Feds stop North Cascades grizzly recovery

Capital Press   Published December 19th by Dan Wheat

WENATCHEE, Wash.--- The National Park Service apparently is shutting down its efforts to reintroduce grizzly bears into the North Cascades Ecosystem.  The Missoulian newspaper reported that North Cascades National Park Superintendent Karen Taylor-Goodrich said at a meeting that her staff had been asked to stop work on its environmental impact statement for grizzly bear recovery by Interior Secretary Ryan Zinke's office.  Taylor-Goodrich reportedly said the order also stalls discussions with Canadian wildlife managers who oversee similar grizzly recovery in British Columbia.

The North Cascades Ecosystem encompasses 9,800 square miles in the U.S. and 3,800 square miles in British Columbia.  The U.S. portion is generally the Cascades from Wenatchee northward.  It includes North Cascades National Park, Ross Lake National Recreation Area, Lake Chelan National recreation Area, Okanogan-Wenatchee National Forest and Mt. Baker - Snoqualmie National Forest.

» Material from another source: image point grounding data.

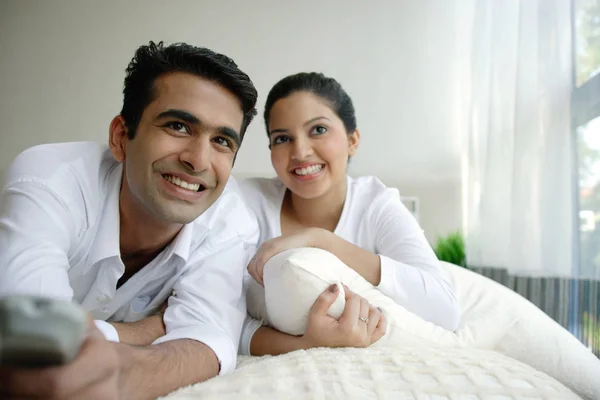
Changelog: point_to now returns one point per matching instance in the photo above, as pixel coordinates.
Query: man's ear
(117, 137)
(353, 142)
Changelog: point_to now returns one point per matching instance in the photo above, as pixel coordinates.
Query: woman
(312, 132)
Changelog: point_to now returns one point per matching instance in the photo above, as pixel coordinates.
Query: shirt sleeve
(210, 304)
(249, 328)
(410, 271)
(37, 228)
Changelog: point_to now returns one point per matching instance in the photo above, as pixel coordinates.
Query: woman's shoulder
(370, 188)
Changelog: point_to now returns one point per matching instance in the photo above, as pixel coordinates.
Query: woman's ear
(353, 142)
(117, 137)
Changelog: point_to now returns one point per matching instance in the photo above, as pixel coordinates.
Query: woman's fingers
(380, 329)
(374, 317)
(352, 310)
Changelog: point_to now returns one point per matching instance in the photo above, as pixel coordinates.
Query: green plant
(451, 248)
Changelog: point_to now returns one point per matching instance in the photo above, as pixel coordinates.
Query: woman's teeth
(313, 169)
(176, 181)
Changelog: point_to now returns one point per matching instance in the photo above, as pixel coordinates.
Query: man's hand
(305, 238)
(359, 326)
(94, 374)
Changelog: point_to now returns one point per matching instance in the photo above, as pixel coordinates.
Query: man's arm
(111, 371)
(141, 333)
(178, 363)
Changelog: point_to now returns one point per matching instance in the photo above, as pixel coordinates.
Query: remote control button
(103, 298)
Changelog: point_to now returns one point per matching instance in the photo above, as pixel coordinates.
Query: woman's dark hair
(153, 60)
(328, 89)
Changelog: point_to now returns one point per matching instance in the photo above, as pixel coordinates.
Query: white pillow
(493, 316)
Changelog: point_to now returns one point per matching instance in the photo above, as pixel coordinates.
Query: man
(122, 229)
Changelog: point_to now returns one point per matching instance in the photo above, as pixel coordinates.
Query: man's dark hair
(154, 60)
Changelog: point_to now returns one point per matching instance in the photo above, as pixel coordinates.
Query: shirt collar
(106, 241)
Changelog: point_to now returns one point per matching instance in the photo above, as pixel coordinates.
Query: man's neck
(141, 236)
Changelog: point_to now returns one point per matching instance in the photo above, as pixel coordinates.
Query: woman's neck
(321, 212)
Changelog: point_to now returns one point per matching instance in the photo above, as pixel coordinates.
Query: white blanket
(380, 373)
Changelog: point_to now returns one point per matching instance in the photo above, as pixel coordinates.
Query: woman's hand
(359, 326)
(308, 237)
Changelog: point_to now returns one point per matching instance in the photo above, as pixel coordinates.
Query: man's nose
(196, 155)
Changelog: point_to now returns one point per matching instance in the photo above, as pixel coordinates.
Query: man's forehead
(205, 99)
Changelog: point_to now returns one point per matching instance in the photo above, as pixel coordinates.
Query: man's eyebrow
(230, 133)
(179, 114)
(310, 121)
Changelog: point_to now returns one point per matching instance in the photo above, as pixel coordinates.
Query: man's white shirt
(59, 237)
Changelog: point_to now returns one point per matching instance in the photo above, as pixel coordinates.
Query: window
(587, 43)
(586, 124)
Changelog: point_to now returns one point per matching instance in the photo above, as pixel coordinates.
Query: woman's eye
(178, 126)
(280, 139)
(319, 130)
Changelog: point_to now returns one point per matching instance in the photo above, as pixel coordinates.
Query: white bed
(505, 348)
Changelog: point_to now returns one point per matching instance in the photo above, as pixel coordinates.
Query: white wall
(62, 67)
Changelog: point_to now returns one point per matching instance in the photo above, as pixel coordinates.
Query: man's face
(180, 159)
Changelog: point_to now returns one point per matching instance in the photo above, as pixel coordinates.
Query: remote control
(40, 332)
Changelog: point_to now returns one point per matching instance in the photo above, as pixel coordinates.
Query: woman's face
(309, 144)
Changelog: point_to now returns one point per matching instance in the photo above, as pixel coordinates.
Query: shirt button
(103, 298)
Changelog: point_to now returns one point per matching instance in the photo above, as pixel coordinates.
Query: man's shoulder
(43, 163)
(76, 174)
(229, 217)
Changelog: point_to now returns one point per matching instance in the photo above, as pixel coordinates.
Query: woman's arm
(323, 330)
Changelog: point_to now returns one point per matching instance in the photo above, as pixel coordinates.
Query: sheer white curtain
(514, 81)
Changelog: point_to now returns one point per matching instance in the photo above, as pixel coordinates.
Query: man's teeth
(313, 169)
(176, 181)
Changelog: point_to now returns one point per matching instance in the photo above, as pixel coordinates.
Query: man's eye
(280, 139)
(319, 130)
(178, 126)
(223, 142)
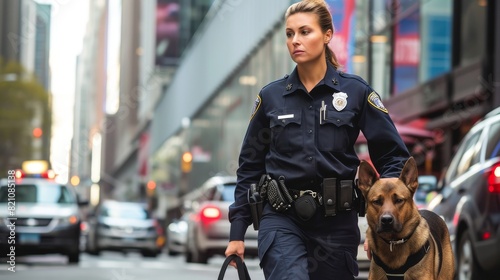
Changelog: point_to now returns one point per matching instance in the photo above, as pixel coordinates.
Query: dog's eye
(378, 202)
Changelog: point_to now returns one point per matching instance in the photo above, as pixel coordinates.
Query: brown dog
(405, 243)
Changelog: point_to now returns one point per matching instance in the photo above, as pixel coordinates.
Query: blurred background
(143, 101)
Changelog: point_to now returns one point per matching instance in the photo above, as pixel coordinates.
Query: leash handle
(240, 266)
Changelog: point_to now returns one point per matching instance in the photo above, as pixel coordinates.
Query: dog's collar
(396, 242)
(400, 241)
(412, 260)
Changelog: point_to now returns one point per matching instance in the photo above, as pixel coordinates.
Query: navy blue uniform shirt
(306, 137)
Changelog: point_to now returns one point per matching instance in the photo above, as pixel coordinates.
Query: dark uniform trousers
(321, 248)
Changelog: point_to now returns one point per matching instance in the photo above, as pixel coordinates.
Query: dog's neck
(399, 241)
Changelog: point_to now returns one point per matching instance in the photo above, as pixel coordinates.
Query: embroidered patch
(256, 106)
(339, 100)
(375, 101)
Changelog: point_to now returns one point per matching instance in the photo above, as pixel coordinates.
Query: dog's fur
(393, 216)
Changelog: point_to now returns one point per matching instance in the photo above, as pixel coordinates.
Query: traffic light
(186, 162)
(37, 132)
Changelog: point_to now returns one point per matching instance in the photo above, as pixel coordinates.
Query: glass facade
(215, 134)
(395, 45)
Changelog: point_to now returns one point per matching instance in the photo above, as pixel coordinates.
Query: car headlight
(67, 221)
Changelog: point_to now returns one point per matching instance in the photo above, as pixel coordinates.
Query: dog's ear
(367, 176)
(409, 175)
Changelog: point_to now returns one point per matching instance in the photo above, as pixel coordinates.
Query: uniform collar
(331, 79)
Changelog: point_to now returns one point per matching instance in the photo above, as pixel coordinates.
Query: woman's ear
(328, 36)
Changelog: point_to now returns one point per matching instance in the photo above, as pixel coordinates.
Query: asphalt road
(119, 266)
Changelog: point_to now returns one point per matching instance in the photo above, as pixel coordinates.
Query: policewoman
(299, 150)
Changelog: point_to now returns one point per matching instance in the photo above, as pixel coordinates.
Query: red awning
(409, 133)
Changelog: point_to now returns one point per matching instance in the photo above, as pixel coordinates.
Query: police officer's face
(305, 39)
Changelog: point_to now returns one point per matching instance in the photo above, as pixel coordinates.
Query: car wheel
(93, 248)
(149, 254)
(173, 253)
(467, 266)
(74, 257)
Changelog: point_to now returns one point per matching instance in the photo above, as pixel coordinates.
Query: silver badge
(339, 100)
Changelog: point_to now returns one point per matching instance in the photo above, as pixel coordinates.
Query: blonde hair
(319, 8)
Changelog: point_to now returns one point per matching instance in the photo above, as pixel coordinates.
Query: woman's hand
(235, 247)
(367, 250)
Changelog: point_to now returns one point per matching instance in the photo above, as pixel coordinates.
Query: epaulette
(352, 76)
(276, 81)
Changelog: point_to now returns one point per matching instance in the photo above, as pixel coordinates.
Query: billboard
(342, 43)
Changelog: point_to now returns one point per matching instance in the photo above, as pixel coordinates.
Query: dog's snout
(386, 219)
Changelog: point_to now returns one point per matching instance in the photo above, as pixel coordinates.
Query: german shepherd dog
(405, 243)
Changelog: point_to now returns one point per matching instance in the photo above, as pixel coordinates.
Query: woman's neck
(311, 74)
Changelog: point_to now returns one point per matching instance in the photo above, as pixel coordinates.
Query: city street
(118, 266)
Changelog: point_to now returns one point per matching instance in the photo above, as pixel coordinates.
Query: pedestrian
(299, 150)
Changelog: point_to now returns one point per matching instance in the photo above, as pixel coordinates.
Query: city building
(25, 122)
(433, 62)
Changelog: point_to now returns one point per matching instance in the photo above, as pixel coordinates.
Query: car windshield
(39, 193)
(124, 211)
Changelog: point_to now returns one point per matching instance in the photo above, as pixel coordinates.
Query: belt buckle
(309, 192)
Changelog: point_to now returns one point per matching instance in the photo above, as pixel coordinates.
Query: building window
(472, 30)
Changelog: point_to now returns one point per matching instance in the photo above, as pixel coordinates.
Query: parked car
(47, 218)
(469, 200)
(208, 223)
(177, 236)
(124, 226)
(427, 185)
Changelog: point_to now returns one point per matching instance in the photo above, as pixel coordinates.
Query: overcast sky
(69, 18)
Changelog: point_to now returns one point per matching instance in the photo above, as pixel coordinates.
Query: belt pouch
(345, 195)
(255, 202)
(330, 196)
(305, 207)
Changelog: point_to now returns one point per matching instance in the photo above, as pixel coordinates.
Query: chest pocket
(334, 131)
(286, 132)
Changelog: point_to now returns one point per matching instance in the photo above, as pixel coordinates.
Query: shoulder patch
(376, 102)
(256, 106)
(352, 76)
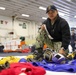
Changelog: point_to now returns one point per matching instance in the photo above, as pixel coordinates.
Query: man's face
(52, 14)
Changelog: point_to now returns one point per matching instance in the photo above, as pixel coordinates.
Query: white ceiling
(31, 7)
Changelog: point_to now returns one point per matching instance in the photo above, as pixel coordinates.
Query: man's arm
(65, 30)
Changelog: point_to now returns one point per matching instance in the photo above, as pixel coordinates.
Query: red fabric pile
(23, 69)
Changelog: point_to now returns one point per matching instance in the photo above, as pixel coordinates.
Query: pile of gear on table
(40, 61)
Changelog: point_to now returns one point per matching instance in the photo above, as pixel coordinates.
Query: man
(54, 32)
(73, 39)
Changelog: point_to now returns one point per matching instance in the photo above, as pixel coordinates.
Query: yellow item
(10, 59)
(29, 56)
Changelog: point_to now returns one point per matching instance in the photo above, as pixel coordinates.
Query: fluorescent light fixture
(75, 16)
(44, 18)
(2, 8)
(61, 14)
(25, 15)
(42, 8)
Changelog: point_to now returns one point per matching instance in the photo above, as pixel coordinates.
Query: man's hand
(61, 51)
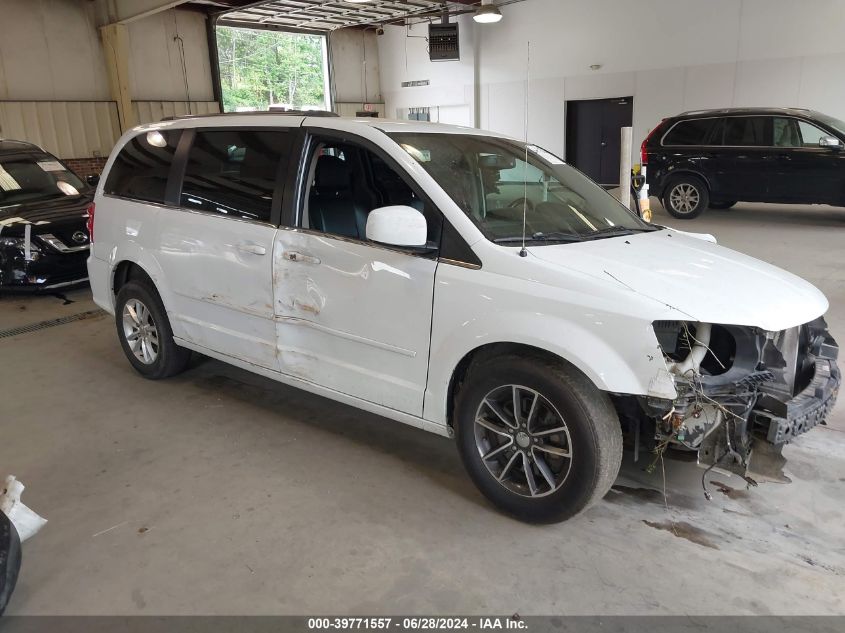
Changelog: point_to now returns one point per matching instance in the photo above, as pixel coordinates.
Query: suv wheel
(538, 439)
(686, 197)
(145, 333)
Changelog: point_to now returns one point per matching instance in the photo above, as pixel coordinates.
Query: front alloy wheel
(523, 440)
(536, 436)
(686, 198)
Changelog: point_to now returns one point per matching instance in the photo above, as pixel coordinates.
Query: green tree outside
(259, 68)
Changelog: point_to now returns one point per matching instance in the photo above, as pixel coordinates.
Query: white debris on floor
(26, 522)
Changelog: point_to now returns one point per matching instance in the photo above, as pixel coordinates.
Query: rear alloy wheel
(145, 334)
(536, 436)
(686, 198)
(140, 331)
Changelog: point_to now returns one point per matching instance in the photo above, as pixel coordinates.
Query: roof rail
(319, 113)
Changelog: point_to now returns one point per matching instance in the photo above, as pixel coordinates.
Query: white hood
(706, 282)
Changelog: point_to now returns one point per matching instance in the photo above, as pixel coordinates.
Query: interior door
(216, 249)
(351, 315)
(747, 140)
(593, 136)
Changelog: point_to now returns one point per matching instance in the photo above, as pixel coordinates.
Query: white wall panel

The North Cascades National Park staff is in the third year of a public process and was evaluating 127,000 public comments on a draft EIS.  That statement includes a no-action alternative and three alternatives to restore a reproducing population of about 200 bears by bring bears in from other areas.  Grizzlies were listed as a endangered species in Washington State in 1980.

U.S. Rep. Dan Newhouse, whose 4th Congressional District encompasses part of the North Cascades, strongly opposed the plan.  Jim DeTro, an Okanogan County Commissioner opposed the plan, said Taylor-Goodrich's announcement is good news.  He said that he heard at a National Association of Counties meeting in Sunriver, Ore, in May that such a decision would be forthcoming.  

Okanogan County ranchers already coping with coyotes, cougars and wolves said they didn't need another apex predator killing and harassing their cattle.  "Yes, ranchers in the Okanogan will be happy but the opposition has bipartisan support.  Even hikers and people on the green side said the North Cascades was no place for this", De Tro said.

A group in the small Western Washington town of Darrington opposed the plan saying it would hurt tourism, hiking and be bad for the general safety since there are fewer meadows, berries and no wild bees, elk nor bison for the bears.  The draft plan would close more roads to hiking which would be bad for tourism, said members of the Darrington Area Resource Advocates group.  The group includes area residents, representatives of the Sauk-Suiattle Tribe, Hampton lumber mill, business owners and backcountry horsemen.  "Many years of science, public education and significant taxpayer dollars have gone into grizzly bear recovery in our region and are not being taken seriously by this administration," said Chase Gunnell, Conservation Northwest spokesman.